Axis	Options	Key papers
Language role	Supervision / runtime control / explanation	BDD-X / LMDrive / DriveGPT4
Action space	Controls / waypoints / planner tokens / language tokens	CIL / VAD / ORION / EMMA
Architecture	VLM + planner / true VLA / decoupled	DriveGPT4 / SimLingo / Senna
Evaluation	Open-loop / closed-loop sim / real-world	GPT-Driver / LMDrive / Alpamayo-R1
Training	IL / IL+RL / GRPO / multi-stage	CIL / Alpamayo-R1 / AlphaDrive / ORION

Emerging consensus (as of 2025)

Closed-loop evaluation is non-negotiable for driving VLAs — open-loop metrics don't predict driving competence
Language is most valuable as intermediate reasoning, not as the action output itself (Senna's human-readable bridge, ORION's planning token)
RL is the next frontier — SFT ceiling appears real; AlphaDrive and Alpamayo-R1 both use RL to push beyond imitation
World models and VLAs are complementary, not competing — WoTE shows physics-based verification can catch VLA failures
MoE architectures address the fundamental mode-averaging problem in diverse driving scenarios

Robotics VLA frontier (2025)

The VLA paradigm continues to push boundaries in robotics:

Video Prediction Policy (Video Prediction Policy A Generalist Robot Policy With Predictive Visual Representations, ICML 2025 Spotlight) reinterprets video diffusion models as predictive visual encoders rather than generators, achieving 18.6% improvement on CALVIN by extracting future-encoding representations from a single VDM forward pass.
Helix (Helix A Vla For Generalist Humanoid Control, Figure AI 2025) is the first VLA to control an entire humanoid upper body (35 DoF) at 200 Hz via a dual-system architecture: a 7B VLM (System 2, 7-9 Hz) feeds latent representations to an 80M visuomotor policy (System 1, 200 Hz). It demonstrates dual-robot coordination on shared long-horizon tasks.
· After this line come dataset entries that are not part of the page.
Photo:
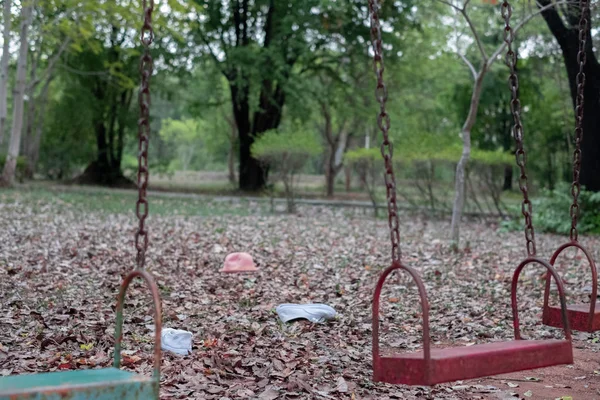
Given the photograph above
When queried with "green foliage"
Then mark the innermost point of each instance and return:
(492, 158)
(197, 143)
(286, 150)
(21, 167)
(363, 155)
(551, 211)
(286, 147)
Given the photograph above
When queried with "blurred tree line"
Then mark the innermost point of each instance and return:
(227, 72)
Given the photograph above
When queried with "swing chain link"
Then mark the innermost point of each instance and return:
(383, 122)
(517, 130)
(146, 68)
(584, 6)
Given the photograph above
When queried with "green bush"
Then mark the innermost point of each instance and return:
(21, 167)
(551, 211)
(286, 151)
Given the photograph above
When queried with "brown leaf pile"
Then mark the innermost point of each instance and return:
(60, 270)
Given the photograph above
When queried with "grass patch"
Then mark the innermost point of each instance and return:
(91, 199)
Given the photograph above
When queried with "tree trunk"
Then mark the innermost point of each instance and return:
(231, 155)
(568, 39)
(33, 153)
(4, 69)
(8, 174)
(459, 186)
(508, 174)
(348, 176)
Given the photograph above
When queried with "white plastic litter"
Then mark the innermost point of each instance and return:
(316, 313)
(177, 341)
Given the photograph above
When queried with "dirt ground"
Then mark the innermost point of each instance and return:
(578, 381)
(61, 266)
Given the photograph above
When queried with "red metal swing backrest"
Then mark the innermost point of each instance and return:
(594, 293)
(584, 6)
(424, 308)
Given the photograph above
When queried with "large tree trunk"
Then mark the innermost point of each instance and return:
(253, 174)
(568, 39)
(459, 186)
(4, 69)
(8, 174)
(231, 156)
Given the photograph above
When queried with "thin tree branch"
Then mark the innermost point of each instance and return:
(451, 5)
(471, 67)
(475, 34)
(51, 64)
(516, 29)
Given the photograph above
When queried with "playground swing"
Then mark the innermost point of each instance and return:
(111, 383)
(433, 366)
(582, 317)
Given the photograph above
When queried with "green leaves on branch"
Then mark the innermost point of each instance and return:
(291, 148)
(551, 211)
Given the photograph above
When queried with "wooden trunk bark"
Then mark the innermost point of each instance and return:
(4, 69)
(459, 186)
(8, 174)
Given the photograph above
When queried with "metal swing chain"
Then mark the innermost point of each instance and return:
(383, 121)
(584, 6)
(146, 67)
(517, 130)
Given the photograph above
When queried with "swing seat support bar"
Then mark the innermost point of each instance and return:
(432, 366)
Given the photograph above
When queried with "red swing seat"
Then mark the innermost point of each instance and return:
(432, 366)
(582, 317)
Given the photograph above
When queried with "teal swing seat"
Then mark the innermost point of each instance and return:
(94, 384)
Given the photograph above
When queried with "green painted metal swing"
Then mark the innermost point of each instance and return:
(110, 383)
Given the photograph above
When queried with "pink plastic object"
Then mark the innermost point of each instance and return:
(239, 262)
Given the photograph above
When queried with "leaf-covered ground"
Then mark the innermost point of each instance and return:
(62, 261)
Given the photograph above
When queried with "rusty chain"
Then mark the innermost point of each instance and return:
(517, 130)
(146, 67)
(584, 6)
(383, 121)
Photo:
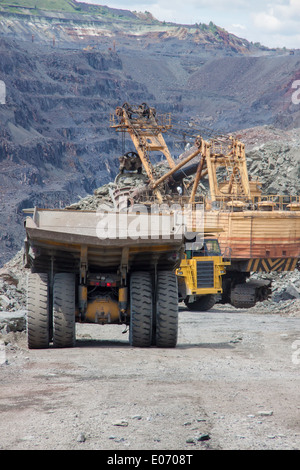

Driving-specific open questions

Does language add supervision, controllability, interpretability, or only presentation value?
Can VLA-style pretraining reduce the amount of task-specific driving data needed?
What is the right action abstraction for driving: controls, trajectories, anchors, or planner state?
Will the decoupled approach (Senna: separate reasoning + planning) or unified approach (EMMA: everything as tokens) win?
Can GRPO-style RL scale to production driving the way it scaled for LLM reasoning?